Systemic administration of diarylpropionitrile (DPN) or phytoestrogens does not affect anxiety-related behaviors in gonadally intact male rats

• Published in: Hormones and behavior Vol. 55; no. 2; pp. 319 - 328
• Main Authors: Patisaul, Heather B., Burke, Katherine T., Hinkle, Ruth E., Adewale, Heather B., Shea, Damian
• Format: Journal Article
• Language: English
• Published: Amsterdam Elsevier Inc 01.02.2009; Elsevier; Elsevier BV
• Subjects: Analysis of Variance; Animal behavior; Animals; Anti-Anxiety Agents - administration & dosage; Anxiety; Anxiety - drug therapy; Behavior, Animal - drug effects; Behavioral psychophysiology; Biological and medical sciences; DPN; Endocrine active compound; Equol; ERβ; Estrogen; Estrogen Receptor alpha - agonists; Estrogen receptor beta; Estrogens; Fundamental and applied biological sciences. Psychology; Hormones; Hormones and behavior; Isoflavones - administration & dosage; Male; Males; Nitriles - administration & dosage; Nitriles - blood; Phenols; Phytoestrogens - administration & dosage; Plus maze; PPT; Propionates - administration & dosage; Propionates - blood; Psychology. Psychoanalysis. Psychiatry; Psychology. Psychophysiology; Pyrazoles - administration & dosage; Rats; Rats, Long-Evans; Rats, Wistar; Resveratrol; Rodents; Soy isoflavones; Stilbenes - administration & dosage; Testosterone; Testosterone - blood; Endocrine active compound; Testosterone; DPN; Soy isoflavones; ERβ; PPT; Estrogen; Resveratrol; Equol; Plus maze; Anxiety; Estrogen receptor beta; Affect affectivity; Estrogen receptor; Rat; Male; Phytoestrogen; Polyphenol; Proanthocyanidin; Testicular hormone; Behavior; Androgen; Rodentia; Antioxidant; Stilbene derivatives; Ovarian hormone; Vertebrata; Mammalia; Animal; Phenols; Sex steroid hormone
• ISSN: 0018-506X; 1095-6867
• DOI: 10.1016/j.yhbeh.2008.11.004

The development of highly selective agonists for the two major subforms of the estrogen receptor (ERα and ERβ) has produced new experimental methodologies for delineating the distinct functional role each plays in neurobehavioral biology. It has also been suggested that these compounds might have the potential to treat estrogen influenced behavioral disorders, such as anxiety and depression. Prior work has established that the ERβ agonist, diarylpropionitrile (DPN) is anxiolytic in gonadectomized animals of both sexes, but whether or not this effect persists in gonadally intact individuals is unknown. Isoflavone phytoestrogens, also potent but less selective ERβ agonists, have also been shown to influence anxiety in multiple species and are becoming more readily available to humans as health supplements. Here we determined the effects of 0.5, 1 or 2 mg/kg DPN, 1 mg/kg of the ERα agonist propyl-pyrazole-triol (PPT), 3 or 20 mg/kg of the isoflavone equol (EQ) and 3 or 20 mg/kg of the isoflavone polyphenol resveratrol (RES) on anxiety behavior in the gonadally intact male rat using the light/dark box and the elevated plus maze. We first determined that DPN can be successfully administered either orally or by subcutaneous injection, although plasma DPN levels are significantly lower if given orally. Once injected, plasma levels peak rapidly and then decline to baseline levels within 3 h of administration. For the behavioral studies, all compounds were injected and the animals were tested within 3 h of treatment. None of the compounds, at any of the doses, significantly altered anxiety-related behavior.

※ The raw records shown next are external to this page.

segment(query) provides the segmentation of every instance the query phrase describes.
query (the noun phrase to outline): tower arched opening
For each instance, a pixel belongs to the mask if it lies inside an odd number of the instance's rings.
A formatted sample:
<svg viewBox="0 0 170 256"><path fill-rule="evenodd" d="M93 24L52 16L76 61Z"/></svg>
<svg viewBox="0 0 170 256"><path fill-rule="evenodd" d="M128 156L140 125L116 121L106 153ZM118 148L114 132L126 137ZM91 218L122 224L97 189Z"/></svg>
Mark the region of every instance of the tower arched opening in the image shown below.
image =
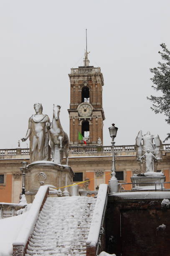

Plasma testosterone levels were also not significantly altered suggesting that these compounds do not interfere with endogenous androgen levels. The results suggest that the efficacy of ERβ agonists may depend on gonadal status. Therefore the therapeutic potential of ERβ selective agonists to treat mood disorders may be limited.